Cyber threat hunting that integrates with socio-political risk analysis is related to global security implications of new shapes threats by states and non-state actors have taken. Adversarial state actions like those of the People's Republic of China, Russia, and Iran have not secured any critical infrastructure. These actors are likely to continue campaigns of cyber and physical attacks that seek to disrupt services and espionage against U.S. networks and critical infrastructure entities. That is why proactive cybersecurity for organizations and nations is essential and requires lots of technical measures as well as geopolitical considerations. International politics and cybersecurity interplay have become crucial for executives and policymakers in today's world. Incidents such as the NotPetya attack[25,28] are a great example of how cyber incidents, which emerge from geopolitical tensions, may be disastrous.

Such events can have severe impacts on international business and trade; hence, it is time for organizations to address the growing complexities at the nexus between geopolitics and cyberspace. The consequences are beyond an organization itself; one can say that an attack on critical infrastructure can spill over to multiple sectors since the modern system is largely interlinked. For example, an attack on the country's telecommunication infrastructure would bring electronic payment systems, thereby impacting the economy's stability. Now, state-sponsored, and non-state actors, with improved abilities and incentives to engage in cyber warfare, are aspects of the security landscape. State-sponsored cyberattacks include not only interference with elections or intellectual property theft but also attacks that disable essential services, such as power supplies and response to emergencies. At the same time, non-state actors’ hacktivists and criminal groups have become increasingly technically competent and well-funded, thereby expanding the complexity of the threat environment. This is now forcing organizations to adopt robust resilience through extensive detection and mitigation of threats, which may be supported by breakthroughs in artificial intelligence. Within this context of risk maximization, international cooperation, and governance matter.[26,27]
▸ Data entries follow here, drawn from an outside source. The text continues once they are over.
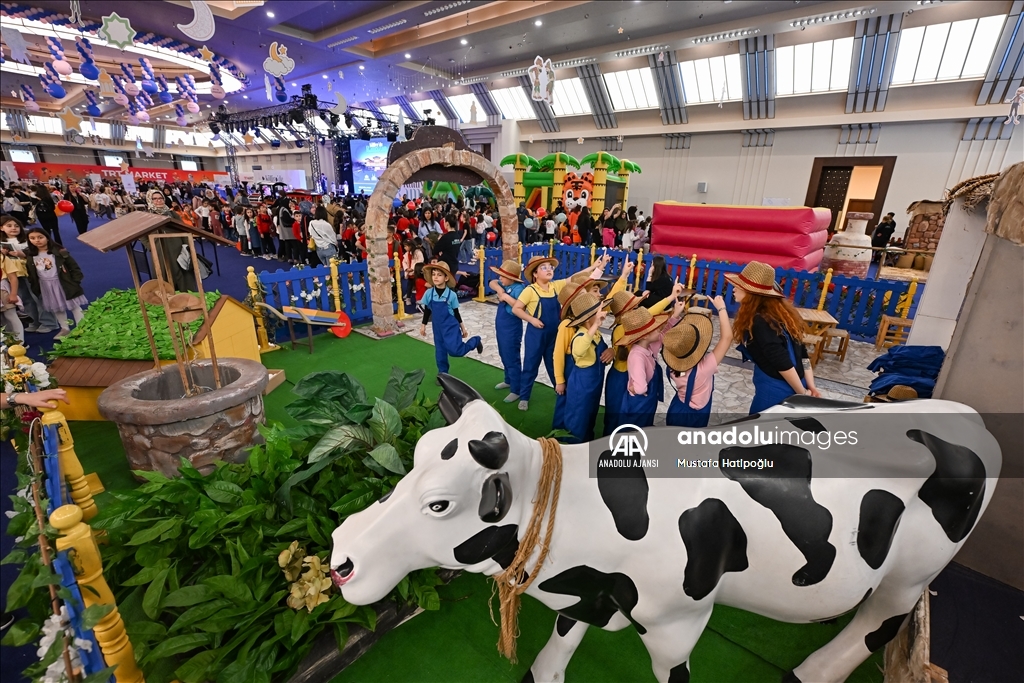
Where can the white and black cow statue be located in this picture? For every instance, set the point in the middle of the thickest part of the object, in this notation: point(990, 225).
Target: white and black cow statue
point(658, 553)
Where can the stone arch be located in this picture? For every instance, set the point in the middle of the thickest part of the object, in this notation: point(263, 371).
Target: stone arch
point(396, 174)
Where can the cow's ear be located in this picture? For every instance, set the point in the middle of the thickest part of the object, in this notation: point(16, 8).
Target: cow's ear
point(492, 451)
point(455, 395)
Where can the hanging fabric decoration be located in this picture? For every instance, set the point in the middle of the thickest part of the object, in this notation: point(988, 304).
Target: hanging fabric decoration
point(88, 67)
point(165, 90)
point(60, 65)
point(30, 98)
point(50, 81)
point(15, 43)
point(131, 87)
point(121, 96)
point(279, 87)
point(217, 89)
point(202, 27)
point(93, 107)
point(117, 31)
point(148, 82)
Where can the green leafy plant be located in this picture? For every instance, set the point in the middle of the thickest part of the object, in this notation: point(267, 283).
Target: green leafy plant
point(113, 328)
point(222, 578)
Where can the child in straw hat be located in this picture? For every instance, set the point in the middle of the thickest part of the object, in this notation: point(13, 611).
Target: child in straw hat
point(508, 329)
point(642, 334)
point(770, 332)
point(614, 384)
point(538, 306)
point(440, 307)
point(583, 393)
point(690, 369)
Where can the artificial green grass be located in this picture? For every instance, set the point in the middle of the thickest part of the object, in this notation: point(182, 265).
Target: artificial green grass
point(458, 644)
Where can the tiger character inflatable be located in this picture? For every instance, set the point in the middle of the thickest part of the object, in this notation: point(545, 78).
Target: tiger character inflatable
point(577, 193)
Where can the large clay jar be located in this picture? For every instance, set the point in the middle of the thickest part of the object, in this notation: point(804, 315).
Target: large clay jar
point(159, 426)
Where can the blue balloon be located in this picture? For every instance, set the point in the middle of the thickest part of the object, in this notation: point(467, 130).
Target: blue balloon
point(89, 71)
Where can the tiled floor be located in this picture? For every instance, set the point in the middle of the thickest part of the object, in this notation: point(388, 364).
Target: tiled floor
point(733, 386)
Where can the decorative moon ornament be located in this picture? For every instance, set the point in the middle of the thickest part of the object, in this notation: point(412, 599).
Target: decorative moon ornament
point(202, 27)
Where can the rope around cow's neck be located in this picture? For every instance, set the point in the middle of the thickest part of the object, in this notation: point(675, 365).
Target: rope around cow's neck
point(514, 581)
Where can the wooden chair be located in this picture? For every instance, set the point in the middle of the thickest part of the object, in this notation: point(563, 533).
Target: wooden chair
point(844, 343)
point(893, 331)
point(815, 341)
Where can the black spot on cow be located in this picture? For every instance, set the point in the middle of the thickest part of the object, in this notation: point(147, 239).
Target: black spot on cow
point(497, 543)
point(803, 400)
point(785, 489)
point(956, 488)
point(715, 544)
point(880, 514)
point(449, 451)
point(601, 595)
point(625, 493)
point(833, 620)
point(496, 498)
point(808, 424)
point(877, 639)
point(679, 674)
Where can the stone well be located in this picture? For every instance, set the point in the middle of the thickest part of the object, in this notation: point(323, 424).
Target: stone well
point(159, 427)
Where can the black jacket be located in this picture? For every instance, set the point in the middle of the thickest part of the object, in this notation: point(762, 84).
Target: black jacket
point(68, 271)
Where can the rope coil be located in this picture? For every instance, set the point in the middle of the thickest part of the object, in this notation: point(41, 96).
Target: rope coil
point(514, 581)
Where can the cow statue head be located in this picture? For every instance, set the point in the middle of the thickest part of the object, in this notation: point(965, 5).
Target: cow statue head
point(460, 507)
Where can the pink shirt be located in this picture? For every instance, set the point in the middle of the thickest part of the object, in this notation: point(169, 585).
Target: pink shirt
point(702, 385)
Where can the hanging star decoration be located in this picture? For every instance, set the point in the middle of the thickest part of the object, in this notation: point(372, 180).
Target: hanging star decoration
point(117, 31)
point(71, 120)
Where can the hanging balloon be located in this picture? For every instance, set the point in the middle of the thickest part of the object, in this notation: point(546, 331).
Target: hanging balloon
point(165, 90)
point(131, 87)
point(93, 108)
point(88, 67)
point(56, 51)
point(148, 82)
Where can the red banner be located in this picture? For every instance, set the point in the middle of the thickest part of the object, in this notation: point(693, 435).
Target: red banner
point(34, 172)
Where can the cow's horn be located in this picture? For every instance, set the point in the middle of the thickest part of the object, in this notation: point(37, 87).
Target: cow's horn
point(492, 452)
point(455, 395)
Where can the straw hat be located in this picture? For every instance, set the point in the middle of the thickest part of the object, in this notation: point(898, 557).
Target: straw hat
point(535, 262)
point(756, 278)
point(440, 266)
point(686, 343)
point(624, 301)
point(584, 307)
point(509, 268)
point(638, 324)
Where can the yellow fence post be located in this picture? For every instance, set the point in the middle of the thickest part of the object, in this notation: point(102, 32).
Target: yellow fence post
point(481, 257)
point(336, 283)
point(77, 536)
point(254, 290)
point(71, 466)
point(824, 289)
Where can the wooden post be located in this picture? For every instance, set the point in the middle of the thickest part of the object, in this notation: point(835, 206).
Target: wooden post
point(824, 290)
point(76, 537)
point(71, 466)
point(252, 280)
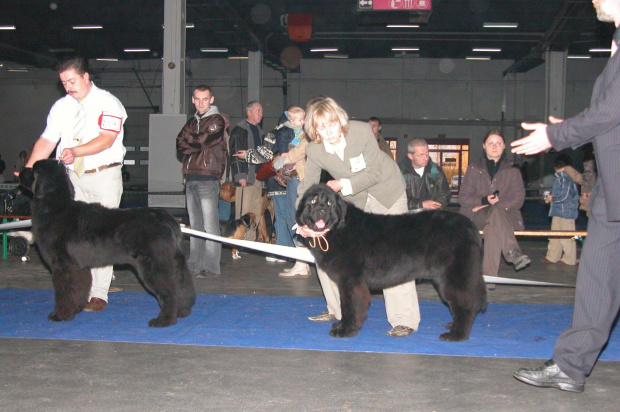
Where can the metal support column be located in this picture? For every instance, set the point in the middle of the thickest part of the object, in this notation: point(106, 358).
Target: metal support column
point(165, 177)
point(255, 75)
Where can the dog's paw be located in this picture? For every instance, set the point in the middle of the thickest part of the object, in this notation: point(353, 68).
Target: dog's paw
point(452, 337)
point(160, 322)
point(55, 317)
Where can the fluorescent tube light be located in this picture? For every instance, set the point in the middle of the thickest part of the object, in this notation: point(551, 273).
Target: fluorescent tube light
point(402, 26)
point(87, 27)
point(500, 25)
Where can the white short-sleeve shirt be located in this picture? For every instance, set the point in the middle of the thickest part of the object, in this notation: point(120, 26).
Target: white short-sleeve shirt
point(103, 112)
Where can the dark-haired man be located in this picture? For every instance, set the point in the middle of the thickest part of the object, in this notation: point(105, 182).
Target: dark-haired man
point(203, 144)
point(86, 128)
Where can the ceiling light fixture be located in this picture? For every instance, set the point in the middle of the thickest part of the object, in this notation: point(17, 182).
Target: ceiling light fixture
point(87, 27)
point(402, 26)
point(214, 50)
point(500, 25)
point(61, 50)
point(187, 26)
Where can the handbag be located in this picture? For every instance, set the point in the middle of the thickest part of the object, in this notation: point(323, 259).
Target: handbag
point(228, 192)
point(266, 170)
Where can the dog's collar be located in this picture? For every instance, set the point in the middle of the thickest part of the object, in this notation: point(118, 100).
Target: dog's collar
point(319, 239)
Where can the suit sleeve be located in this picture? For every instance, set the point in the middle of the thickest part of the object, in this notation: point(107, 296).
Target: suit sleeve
point(596, 120)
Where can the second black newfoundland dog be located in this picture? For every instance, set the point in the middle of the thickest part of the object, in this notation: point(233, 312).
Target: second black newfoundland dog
point(364, 251)
point(73, 237)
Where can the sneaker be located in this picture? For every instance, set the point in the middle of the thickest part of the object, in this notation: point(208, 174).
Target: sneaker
point(549, 375)
point(519, 260)
point(206, 274)
point(323, 317)
point(300, 270)
point(400, 330)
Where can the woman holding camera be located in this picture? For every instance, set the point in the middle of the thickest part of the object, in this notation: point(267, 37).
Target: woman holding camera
point(491, 195)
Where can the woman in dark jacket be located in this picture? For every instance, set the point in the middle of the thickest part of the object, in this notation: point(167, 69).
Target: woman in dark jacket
point(491, 195)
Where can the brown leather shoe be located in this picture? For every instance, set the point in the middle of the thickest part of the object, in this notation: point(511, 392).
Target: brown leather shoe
point(95, 305)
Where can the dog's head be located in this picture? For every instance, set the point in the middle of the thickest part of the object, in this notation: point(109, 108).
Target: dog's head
point(50, 176)
point(249, 220)
point(321, 208)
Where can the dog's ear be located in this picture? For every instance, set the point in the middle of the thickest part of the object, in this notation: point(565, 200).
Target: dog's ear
point(26, 177)
point(341, 209)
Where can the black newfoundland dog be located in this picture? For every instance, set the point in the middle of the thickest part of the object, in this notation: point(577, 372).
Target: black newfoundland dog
point(72, 237)
point(364, 251)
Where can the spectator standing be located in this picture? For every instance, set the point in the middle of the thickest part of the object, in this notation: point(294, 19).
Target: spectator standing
point(491, 195)
point(245, 136)
point(564, 201)
point(427, 185)
point(86, 128)
point(202, 142)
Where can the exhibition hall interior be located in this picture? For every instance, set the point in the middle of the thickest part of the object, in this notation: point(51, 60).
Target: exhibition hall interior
point(446, 71)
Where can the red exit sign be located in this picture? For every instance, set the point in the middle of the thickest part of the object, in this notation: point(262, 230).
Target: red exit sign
point(375, 5)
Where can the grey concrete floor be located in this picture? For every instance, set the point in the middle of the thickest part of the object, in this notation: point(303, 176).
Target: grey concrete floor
point(56, 375)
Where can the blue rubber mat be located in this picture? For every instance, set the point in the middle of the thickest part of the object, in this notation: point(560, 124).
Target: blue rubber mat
point(504, 331)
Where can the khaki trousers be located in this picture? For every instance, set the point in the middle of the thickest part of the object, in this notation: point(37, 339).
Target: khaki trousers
point(498, 236)
point(248, 200)
point(563, 249)
point(401, 302)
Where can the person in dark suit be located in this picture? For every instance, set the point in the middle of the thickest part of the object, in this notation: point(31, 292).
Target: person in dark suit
point(597, 295)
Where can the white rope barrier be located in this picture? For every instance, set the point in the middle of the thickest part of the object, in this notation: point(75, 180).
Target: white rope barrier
point(302, 254)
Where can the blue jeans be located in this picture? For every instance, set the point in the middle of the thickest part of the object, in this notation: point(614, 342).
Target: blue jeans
point(283, 234)
point(224, 209)
point(202, 201)
point(291, 199)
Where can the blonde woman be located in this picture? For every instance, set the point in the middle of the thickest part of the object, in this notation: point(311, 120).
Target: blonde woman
point(368, 178)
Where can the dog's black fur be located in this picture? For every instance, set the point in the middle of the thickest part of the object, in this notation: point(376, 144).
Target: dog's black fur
point(72, 237)
point(380, 251)
point(237, 229)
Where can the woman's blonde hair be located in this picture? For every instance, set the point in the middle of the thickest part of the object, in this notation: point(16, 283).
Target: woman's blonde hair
point(323, 109)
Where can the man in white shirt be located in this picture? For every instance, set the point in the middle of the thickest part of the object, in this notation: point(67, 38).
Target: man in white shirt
point(86, 128)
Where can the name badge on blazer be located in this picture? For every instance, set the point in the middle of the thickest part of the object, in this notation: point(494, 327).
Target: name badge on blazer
point(357, 163)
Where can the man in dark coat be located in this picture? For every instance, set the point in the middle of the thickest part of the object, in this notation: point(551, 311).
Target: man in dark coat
point(597, 295)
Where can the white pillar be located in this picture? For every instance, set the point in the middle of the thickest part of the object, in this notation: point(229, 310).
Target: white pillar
point(255, 75)
point(165, 174)
point(555, 84)
point(173, 77)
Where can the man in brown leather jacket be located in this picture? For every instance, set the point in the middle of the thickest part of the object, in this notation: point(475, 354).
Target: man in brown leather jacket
point(203, 144)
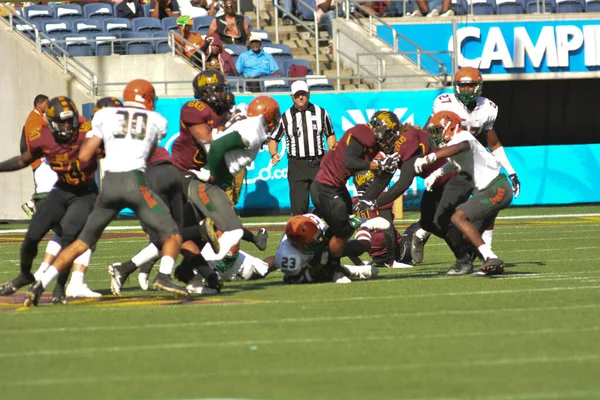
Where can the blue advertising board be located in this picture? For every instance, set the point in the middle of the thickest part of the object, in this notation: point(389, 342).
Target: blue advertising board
point(515, 47)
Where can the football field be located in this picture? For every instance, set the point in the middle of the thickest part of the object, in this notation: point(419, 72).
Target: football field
point(532, 333)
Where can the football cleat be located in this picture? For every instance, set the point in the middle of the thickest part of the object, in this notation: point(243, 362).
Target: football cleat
point(207, 229)
point(493, 266)
point(32, 296)
point(15, 284)
point(417, 247)
point(164, 282)
point(260, 239)
point(198, 286)
point(81, 290)
point(58, 295)
point(460, 269)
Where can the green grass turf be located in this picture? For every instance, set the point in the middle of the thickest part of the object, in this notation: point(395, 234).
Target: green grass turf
point(407, 334)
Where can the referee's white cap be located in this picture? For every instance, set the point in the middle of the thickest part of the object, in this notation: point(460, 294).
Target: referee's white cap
point(299, 86)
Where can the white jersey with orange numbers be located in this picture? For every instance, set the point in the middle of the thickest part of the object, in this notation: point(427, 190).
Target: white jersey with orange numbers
point(253, 131)
point(481, 119)
point(477, 162)
point(129, 134)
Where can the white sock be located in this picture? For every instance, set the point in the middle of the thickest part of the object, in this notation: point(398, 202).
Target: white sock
point(76, 278)
point(48, 276)
point(147, 254)
point(486, 251)
point(422, 234)
point(487, 236)
point(166, 265)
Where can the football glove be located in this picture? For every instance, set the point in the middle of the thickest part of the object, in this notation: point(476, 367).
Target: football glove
point(422, 162)
point(516, 184)
point(364, 205)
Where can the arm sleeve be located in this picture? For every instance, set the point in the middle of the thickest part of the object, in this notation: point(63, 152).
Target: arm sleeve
point(352, 158)
point(407, 174)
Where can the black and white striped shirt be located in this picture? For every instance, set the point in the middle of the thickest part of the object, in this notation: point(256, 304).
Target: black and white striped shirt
point(304, 131)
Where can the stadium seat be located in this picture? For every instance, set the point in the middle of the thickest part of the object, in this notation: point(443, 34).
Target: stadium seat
point(68, 11)
point(87, 25)
point(169, 23)
point(482, 7)
point(510, 7)
point(286, 65)
point(592, 6)
point(117, 25)
point(202, 22)
point(147, 24)
point(264, 36)
point(37, 12)
point(57, 26)
point(532, 6)
point(98, 10)
point(318, 82)
point(569, 6)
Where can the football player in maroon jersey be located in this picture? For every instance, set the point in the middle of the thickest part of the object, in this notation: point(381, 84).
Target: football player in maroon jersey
point(70, 201)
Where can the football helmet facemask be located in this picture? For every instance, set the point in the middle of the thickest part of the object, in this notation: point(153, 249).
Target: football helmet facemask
point(210, 87)
point(304, 234)
point(63, 119)
point(267, 107)
point(386, 126)
point(468, 84)
point(442, 126)
point(140, 93)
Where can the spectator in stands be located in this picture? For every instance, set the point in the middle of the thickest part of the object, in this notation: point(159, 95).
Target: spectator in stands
point(256, 63)
point(129, 9)
point(188, 42)
point(216, 58)
point(425, 10)
point(232, 28)
point(166, 8)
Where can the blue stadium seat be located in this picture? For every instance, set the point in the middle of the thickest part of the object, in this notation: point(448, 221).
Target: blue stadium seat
point(57, 26)
point(569, 6)
point(37, 12)
point(319, 82)
point(202, 22)
point(169, 23)
point(68, 11)
point(117, 25)
point(592, 6)
point(510, 7)
point(87, 25)
point(264, 36)
point(102, 46)
point(531, 6)
point(287, 64)
point(483, 7)
point(98, 10)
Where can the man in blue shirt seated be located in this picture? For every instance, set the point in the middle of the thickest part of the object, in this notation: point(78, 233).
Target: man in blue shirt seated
point(255, 63)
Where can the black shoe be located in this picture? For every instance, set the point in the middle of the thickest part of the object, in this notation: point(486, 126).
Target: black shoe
point(58, 295)
point(493, 266)
point(118, 276)
point(16, 283)
point(461, 269)
point(32, 296)
point(164, 282)
point(207, 229)
point(260, 239)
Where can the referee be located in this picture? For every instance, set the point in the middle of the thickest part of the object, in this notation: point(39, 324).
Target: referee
point(304, 125)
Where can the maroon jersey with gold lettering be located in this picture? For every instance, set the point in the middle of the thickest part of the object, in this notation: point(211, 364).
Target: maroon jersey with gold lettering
point(160, 155)
point(63, 157)
point(185, 153)
point(332, 172)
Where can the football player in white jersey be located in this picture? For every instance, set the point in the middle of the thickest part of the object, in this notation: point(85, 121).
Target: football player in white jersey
point(130, 136)
point(479, 114)
point(492, 191)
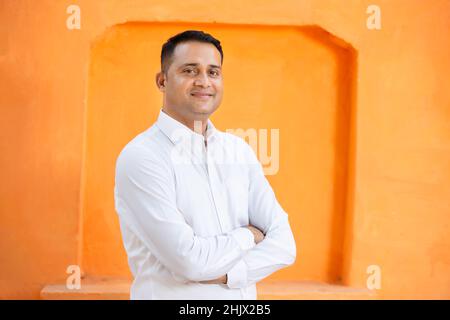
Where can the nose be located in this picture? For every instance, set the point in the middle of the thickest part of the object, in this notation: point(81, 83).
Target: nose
point(202, 80)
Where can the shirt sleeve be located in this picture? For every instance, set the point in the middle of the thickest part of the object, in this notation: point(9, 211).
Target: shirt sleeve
point(145, 200)
point(278, 249)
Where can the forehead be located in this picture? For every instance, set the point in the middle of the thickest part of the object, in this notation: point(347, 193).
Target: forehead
point(196, 52)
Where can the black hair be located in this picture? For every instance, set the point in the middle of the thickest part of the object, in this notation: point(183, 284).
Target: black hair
point(189, 35)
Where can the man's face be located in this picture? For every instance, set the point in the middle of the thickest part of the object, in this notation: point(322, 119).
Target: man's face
point(193, 86)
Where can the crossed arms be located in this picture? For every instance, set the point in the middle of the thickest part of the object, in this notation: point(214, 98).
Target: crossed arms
point(146, 202)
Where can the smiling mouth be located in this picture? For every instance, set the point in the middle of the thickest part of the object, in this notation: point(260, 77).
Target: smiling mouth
point(202, 96)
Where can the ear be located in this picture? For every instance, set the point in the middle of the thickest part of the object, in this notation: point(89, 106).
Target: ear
point(160, 81)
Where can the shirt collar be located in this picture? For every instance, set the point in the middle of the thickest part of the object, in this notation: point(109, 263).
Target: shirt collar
point(177, 132)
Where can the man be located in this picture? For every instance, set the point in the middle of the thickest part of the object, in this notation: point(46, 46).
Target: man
point(198, 218)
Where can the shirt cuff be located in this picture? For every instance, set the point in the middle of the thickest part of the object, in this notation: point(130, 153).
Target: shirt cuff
point(244, 237)
point(237, 276)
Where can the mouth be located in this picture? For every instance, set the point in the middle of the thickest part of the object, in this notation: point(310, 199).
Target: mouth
point(201, 96)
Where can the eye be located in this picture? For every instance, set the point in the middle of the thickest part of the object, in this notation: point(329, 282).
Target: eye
point(214, 73)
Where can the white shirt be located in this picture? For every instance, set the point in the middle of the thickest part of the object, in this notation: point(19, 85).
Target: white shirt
point(183, 208)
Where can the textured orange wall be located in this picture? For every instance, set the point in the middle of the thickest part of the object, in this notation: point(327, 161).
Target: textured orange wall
point(393, 138)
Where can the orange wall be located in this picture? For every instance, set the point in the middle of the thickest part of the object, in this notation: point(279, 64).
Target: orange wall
point(373, 189)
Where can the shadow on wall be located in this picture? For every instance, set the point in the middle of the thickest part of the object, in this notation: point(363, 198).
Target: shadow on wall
point(298, 80)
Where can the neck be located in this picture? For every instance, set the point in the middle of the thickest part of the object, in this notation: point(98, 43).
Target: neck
point(198, 126)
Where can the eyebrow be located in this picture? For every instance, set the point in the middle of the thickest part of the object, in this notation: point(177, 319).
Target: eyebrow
point(196, 64)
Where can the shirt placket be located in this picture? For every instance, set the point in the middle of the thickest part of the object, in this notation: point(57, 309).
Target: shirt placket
point(216, 189)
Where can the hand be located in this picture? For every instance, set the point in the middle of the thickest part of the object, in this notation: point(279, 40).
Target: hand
point(221, 280)
point(259, 236)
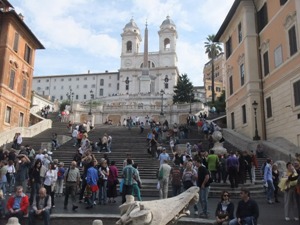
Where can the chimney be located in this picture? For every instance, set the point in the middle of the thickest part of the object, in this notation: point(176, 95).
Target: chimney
point(21, 16)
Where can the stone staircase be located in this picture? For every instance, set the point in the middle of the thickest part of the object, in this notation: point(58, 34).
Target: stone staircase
point(131, 141)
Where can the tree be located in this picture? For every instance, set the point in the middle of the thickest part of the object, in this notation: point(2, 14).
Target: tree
point(183, 91)
point(213, 49)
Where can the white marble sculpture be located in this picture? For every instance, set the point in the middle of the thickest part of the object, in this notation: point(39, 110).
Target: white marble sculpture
point(157, 212)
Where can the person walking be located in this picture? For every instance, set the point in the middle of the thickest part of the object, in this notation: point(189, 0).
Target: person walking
point(128, 174)
point(225, 210)
point(247, 211)
point(163, 177)
point(41, 206)
point(72, 180)
point(112, 182)
point(233, 169)
point(269, 181)
point(203, 183)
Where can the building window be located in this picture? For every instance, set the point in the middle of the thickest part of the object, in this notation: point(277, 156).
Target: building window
point(21, 119)
point(269, 107)
point(230, 85)
point(278, 56)
point(24, 88)
point(129, 46)
point(16, 42)
point(228, 48)
point(27, 54)
point(232, 121)
point(266, 63)
point(240, 33)
point(297, 92)
point(167, 43)
point(242, 74)
point(244, 114)
point(12, 79)
point(7, 114)
point(282, 2)
point(262, 17)
point(292, 40)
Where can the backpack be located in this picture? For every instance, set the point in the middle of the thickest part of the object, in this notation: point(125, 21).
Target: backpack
point(176, 177)
point(187, 180)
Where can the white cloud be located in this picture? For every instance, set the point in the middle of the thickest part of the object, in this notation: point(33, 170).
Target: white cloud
point(70, 29)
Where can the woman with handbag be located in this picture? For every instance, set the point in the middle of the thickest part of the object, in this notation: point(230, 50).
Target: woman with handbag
point(112, 182)
point(224, 210)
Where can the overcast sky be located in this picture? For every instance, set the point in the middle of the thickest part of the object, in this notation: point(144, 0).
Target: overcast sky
point(82, 35)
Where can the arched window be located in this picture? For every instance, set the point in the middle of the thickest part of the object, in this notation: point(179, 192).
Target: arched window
point(167, 43)
point(129, 46)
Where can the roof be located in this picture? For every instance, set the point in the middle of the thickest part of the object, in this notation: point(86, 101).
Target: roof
point(13, 14)
point(227, 20)
point(168, 22)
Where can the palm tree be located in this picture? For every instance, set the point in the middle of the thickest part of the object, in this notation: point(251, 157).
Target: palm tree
point(213, 49)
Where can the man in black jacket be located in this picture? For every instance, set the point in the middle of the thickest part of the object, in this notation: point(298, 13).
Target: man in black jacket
point(247, 211)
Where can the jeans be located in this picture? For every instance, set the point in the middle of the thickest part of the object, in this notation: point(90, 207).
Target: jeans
point(163, 191)
point(127, 190)
point(250, 220)
point(270, 190)
point(35, 187)
point(136, 190)
point(45, 214)
point(204, 199)
point(71, 189)
point(103, 192)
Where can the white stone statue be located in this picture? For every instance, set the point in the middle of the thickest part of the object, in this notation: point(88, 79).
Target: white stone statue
point(157, 212)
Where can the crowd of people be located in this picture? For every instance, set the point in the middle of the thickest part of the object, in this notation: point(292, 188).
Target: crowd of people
point(97, 181)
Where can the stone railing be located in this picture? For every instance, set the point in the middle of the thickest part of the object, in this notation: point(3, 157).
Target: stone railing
point(8, 135)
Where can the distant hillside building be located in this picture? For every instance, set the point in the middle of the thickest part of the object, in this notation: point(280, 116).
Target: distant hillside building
point(143, 74)
point(262, 41)
point(17, 55)
point(219, 62)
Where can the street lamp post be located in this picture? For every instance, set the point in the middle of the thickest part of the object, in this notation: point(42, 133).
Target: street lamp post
point(92, 96)
point(70, 96)
point(162, 102)
point(190, 104)
point(256, 137)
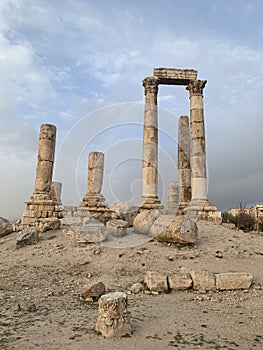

Countries should collaborate to establish shared cybersecurity frameworks and share any new threat intelligence. One example of the push for better governance and collective security measures to counter cyber threats has been the creation of such regulatory bodies as the European Union Agency for Cybersecurity. More than ever, a strong partnership to mitigate risks will be necessary to enhance measures against the multifaceted challenges in the digital landscape that countries have realized is a necessity in achieving interdependence among global security and cyber resilience.

Although the proposed system has shown an effective overall result, several individual areas need to be further explored to improve the performance of the model. Future work will focus on updating and extending the dataset to include more entries as time progresses, with a broader and richer set of features. Additional data sources, such as geospatial intelligence data, financial and economic status data, and psychological and sentiment profiling data, can deepen the ability of the model to get insights into the socio-political instabilities and their ever-evolving interrelation with cyberattacks. Additionally, appending the integrated dataset with additional data entries will improve the model's ability to ensure a balanced representation of the wide range of risk vectors and attack types. Through improved feature engineering, model optimization, real-time threat monitoring and alerting system, cross-domain integration, continuous updating, and expansion of data, the model will refine the possibility to further enhance the precision, accuracy, and recall of the model for threat prediction to effectively forecast robust, complex, future-ready security threats.